Beliefnet
Homeshuling

For the first four years of Ella’s life, we delivered many mishloach manot baskets, but did not receive a single one. We don’t live in a very observant community, and many of our friends are either not Jewish or non-practicing (or rely on me for all of their Jewish practice.) It didn’t really bother me, but I did worry that if this trend continued, it would start to bother my children.

Fortunately, once Ella started day school last year, we started to develop at least a small community of Jewishly involved friends. And the mishloach manot began to trickle in. It’s not as if we need more hamentashen. (We need them “like a hole in the head,” as my grandmother would say.) But the delivery of handmade treats at your doorstep, especially when the delivery is performed by small hands, is actually an incredibly touching gesture. We probably don’t have more or better friends than we did a few years ago, but  you know what? It feels like we do.

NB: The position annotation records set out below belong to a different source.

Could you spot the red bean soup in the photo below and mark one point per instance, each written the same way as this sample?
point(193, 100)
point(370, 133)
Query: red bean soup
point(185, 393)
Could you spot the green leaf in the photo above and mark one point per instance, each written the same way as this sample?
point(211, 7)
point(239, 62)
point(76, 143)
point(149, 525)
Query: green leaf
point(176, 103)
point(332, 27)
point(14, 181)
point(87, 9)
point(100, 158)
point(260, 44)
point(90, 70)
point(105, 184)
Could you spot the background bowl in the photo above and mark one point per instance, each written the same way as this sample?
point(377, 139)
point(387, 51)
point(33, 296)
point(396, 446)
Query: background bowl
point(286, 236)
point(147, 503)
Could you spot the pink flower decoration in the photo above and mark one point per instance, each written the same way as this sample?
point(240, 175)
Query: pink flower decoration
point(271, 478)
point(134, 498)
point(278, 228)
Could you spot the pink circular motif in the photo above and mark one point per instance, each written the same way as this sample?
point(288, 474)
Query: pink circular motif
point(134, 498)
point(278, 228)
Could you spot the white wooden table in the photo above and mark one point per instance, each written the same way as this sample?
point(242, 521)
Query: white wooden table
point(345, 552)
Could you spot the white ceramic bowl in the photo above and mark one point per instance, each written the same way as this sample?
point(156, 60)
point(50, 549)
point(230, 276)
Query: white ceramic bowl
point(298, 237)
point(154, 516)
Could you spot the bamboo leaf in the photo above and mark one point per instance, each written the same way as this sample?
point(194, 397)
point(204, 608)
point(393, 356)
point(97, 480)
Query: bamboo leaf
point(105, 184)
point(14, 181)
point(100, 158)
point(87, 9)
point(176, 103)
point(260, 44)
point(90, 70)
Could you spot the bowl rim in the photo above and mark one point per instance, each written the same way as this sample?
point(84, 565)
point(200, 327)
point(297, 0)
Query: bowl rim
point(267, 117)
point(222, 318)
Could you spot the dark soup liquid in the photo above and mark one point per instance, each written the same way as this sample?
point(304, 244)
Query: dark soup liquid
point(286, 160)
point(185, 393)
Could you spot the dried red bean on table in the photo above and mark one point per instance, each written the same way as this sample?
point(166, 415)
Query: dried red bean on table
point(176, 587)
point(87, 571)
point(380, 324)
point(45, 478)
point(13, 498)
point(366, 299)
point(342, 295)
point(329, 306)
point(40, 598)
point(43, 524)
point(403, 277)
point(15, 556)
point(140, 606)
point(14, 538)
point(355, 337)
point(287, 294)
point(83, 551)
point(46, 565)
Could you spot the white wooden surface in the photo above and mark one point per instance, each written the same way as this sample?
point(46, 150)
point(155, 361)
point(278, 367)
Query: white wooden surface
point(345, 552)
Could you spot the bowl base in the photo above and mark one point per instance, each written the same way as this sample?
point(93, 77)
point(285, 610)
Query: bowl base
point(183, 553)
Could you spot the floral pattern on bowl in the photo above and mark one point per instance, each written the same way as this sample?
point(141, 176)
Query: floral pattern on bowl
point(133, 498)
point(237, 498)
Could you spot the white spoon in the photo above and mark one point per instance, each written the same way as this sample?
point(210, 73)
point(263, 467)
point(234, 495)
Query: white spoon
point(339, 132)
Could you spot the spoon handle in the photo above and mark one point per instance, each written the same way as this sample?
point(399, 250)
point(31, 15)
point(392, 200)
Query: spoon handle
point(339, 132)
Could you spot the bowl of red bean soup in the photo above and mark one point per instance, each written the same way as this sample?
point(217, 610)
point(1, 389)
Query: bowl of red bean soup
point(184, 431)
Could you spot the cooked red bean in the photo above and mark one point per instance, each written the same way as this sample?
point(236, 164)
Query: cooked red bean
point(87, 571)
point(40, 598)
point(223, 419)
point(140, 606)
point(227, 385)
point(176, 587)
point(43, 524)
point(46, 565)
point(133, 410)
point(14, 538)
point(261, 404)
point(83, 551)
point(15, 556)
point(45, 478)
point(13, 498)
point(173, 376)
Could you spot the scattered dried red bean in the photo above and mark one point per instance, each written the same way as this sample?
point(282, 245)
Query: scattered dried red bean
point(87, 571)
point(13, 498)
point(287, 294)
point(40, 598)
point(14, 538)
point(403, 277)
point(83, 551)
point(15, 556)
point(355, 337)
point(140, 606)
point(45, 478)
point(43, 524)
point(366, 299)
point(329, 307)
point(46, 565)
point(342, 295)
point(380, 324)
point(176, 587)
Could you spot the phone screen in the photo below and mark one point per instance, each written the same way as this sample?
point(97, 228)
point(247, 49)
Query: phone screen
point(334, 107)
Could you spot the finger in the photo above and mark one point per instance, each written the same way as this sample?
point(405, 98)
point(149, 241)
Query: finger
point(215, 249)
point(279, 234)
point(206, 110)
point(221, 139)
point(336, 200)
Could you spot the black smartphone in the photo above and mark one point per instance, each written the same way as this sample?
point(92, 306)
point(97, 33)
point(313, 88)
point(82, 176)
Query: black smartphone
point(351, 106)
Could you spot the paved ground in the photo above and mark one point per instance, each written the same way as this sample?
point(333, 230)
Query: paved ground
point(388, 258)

In this spirit, I highly recommend The Purim Surprise, a lovely, lovely Purim book about mishloach manot by Lesley Simpson (author of The Shabbat Box). It came out in 2003, but mysteriously I only read it for the first time on Friday. (i think the cover art might have turned me off – don’t make the same mistake I did….) She captures perfectly how this mitzvah, and perhaps mitzvot in general, connect us to one another.
PS – What did you put in your baskets? We made hamentashen, kettle corn, and oatmeal cookies. And no plastic wrap or baggies!